Japan is celebrating the feast of the obon lately, a Buddhist festival where the spirits of the dead returned to make a stop in a circle of relatives. Other people would usually return to their places of origin to stop at their relatives and clean the graves of their ancestors to honor the deceased. However, due to the ongoing Covid-19 coronavirus pandemic, many other people travel. In addition, Japan’s summer heat makes it difficult, even for locals, to stop at the family grave circle.
Today, some creative corporations in Japan have brought a touch of high-tech to the annual culture, providing remote control to the cemetery, with a professional cleanup of graves and supplies and prayers on its behalf.
The company Kano Sekizai, founded in Hiroshima, for example, teaches a popular course starting at 20,000 euros, which includes a one-hour tomb cleaning, as well as a video tour through Zoom, in which corporate staff will deposit flowers in offerings on the tomb. . – Incense and candles can be added for an additional fee. The procedure is streamed live, so you can stick to every step in real time from the comfort of your home. You’ll even get a letter with images and evidence from the end of the scale in – best for all members of the circle of relatives with technological difficulties.

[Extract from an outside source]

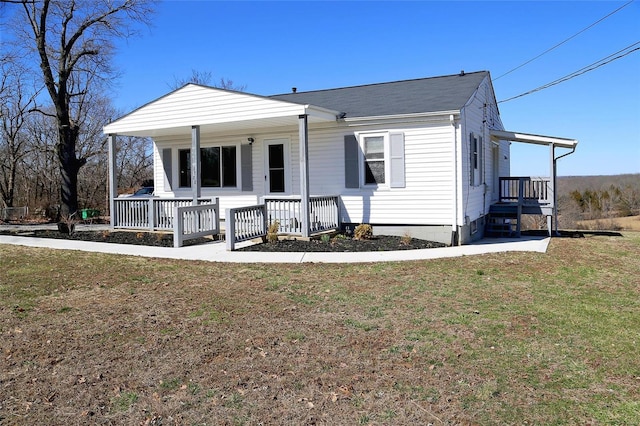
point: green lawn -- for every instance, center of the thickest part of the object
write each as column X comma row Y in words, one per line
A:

Launched this month, Zenyuseki is an organization of three hundred quarry companies across Japan that take the excursion to the virtual tomb to another level, turning the whole procedure into a virtual real experience. A professional visits the tomb and records cleaning and offerings of flowers and incense with a 360-degree camera. The video will then be sent to you by email or on social media, while the virtual truth glasses are sent to your home. All you have to do is put on the VIRTUAL reality viewer and you’ll be able to see the scene as if it were there. The experiment begins at 25,000 yen, adding flowers and incense wands.